Atomlab General Issue Dirt wheels are some super solid deals, and you can buy one at a time- also, they are compatible with both rim and disc brakes. btw, formula hubs aren't so bad, it could be much worse!

just get a short stem, like 50mm or shorter, make sure you have a rather solid crankset and platform pedals, and you should be good to get started...


----------



## bstguitarist (Jul 4, 2004)

cant seem to find the Atomlab General Issue Dirt wheels at any US dealers online or anywhere?


----------



## BikeSATORI (Mar 20, 2004)

hate to be the one to push any one particular site, etc, as I don't see any perks, but check out: ride-thisdotcom, go-ridedotcom or speedgoatdotcom just to name a few who might have those wheels....


----------



## snaky69 (Mar 8, 2005)

Your lbs should be able to order them for you, and the shipping'll be free for you.


----------



## bstguitarist (Jul 4, 2004)

BikeSATORI said:


> hate to be the one to push any one particular site, etc, as I don't see any perks, but check out: ride-thisdotcom, go-ridedotcom or speedgoatdotcom just to name a few who might have those wheels....

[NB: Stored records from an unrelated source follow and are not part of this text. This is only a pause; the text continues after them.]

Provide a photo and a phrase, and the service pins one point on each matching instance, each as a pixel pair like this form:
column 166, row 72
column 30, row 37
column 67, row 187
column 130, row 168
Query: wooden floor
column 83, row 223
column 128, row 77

Ok thanks i'll check them out!

Also Snaky69, I work at a LBS lol but i really just need to get them as cheap as possible so online is my reality. I'm ordering my Specialized Epic Marathon through the store as well as most anything else i get is from the store, but this right now since im on a very tight budget but dont wanna skimp too much is a requirement. I am toally for supporting LBS's dont get me wrong if I could I would lol.


----------



## bstguitarist (Jul 4, 2004)

hey i found them on ride-thisdotcom. are these convertable from QR to QR20?
http://www.ride-this.com/product.php?item=20400004


----------



## bstguitarist (Jul 4, 2004)

probably a bad question but might as well throw them out there and get it over with!!!

Shimano LX hollowteck cranks... urban/DJ worthy?

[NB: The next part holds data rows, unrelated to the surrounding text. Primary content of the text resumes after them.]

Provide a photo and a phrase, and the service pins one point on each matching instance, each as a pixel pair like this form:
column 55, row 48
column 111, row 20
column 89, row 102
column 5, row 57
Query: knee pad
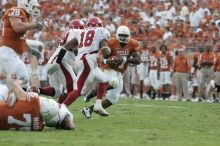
column 114, row 83
column 57, row 93
column 113, row 100
column 25, row 84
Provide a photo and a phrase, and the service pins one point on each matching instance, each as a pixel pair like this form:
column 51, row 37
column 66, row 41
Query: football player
column 61, row 76
column 154, row 65
column 165, row 71
column 30, row 112
column 16, row 22
column 89, row 43
column 122, row 47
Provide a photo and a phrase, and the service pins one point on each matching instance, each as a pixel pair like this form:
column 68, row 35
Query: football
column 114, row 61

Also seeing the Race Face Prodigy cranks but looked at the mtbr reviews and everyone says they strip... 


there you go I said it!
lol thanks
Bryce


----------



## BikeSATORI (Mar 20, 2004)

> Shimano LX hollowteck cranks... urban/DJ worthy?


sure. not for the gnarliest riders, but if you're just getting into dj's, they should work just fine, at least to begin with. try to keep it smooth and watch the 5050 cases. street might be a little rougher, depending on what you ride, but all that said, I ran a pretty old set of XT752 hollowtech octalinks (probably essentially same as what you speak of) for quite a long time, maybe almost 2 seasons , and they are still going (but on another bike now). Just sanded them, and sprayed them primer black, nobody knew, neither did I, haha... 
also make sure your bottom bracket from your old bike is compatible with your new frame...


----------



## bstguitarist (Jul 4, 2004)

Well i dont believe i have the BB size, was prepared for that. So if Im gonna buy a new BB then I might as well upgrade the crank... Right now I have a truvatic isoflow i believe, personally pretty flexy and not sure because of that that they would take the abuse lol. the isoflow is an old square spindle while the others are splined so thats why I would do it all at once...

though i might not buy it now not sure, im going to have the bike hopefully in more of a XC setup until i can get the other parts... at lest thats the plan lol :skep: 

Thanks
Bryce


----------



## guntherk (Apr 29, 2008)

hey im in a very similar situation to you buddy i have a dj 300 and im building it up i was just wondering how far along you are and if you need some more pointers or if you could give me some
the bike so far:
Dj 300 frame
azonic dj stem
FSA DH headset
Juicy 7 hy disc brakes (front and rear)
Argyle 302 fork
titec hell bent bars
Sram X9 rear shifter and Sram X9 derailer
- one thing you need to keep in mind is that the DJ 300 has an awkward seat post size (30) so u might have to u a shim or by a really expensive one
-im also thinks of bying an azonic outlaw wheelset ans meat grinder crank
anyway send some pics through and lets chat :thumbsup:


----------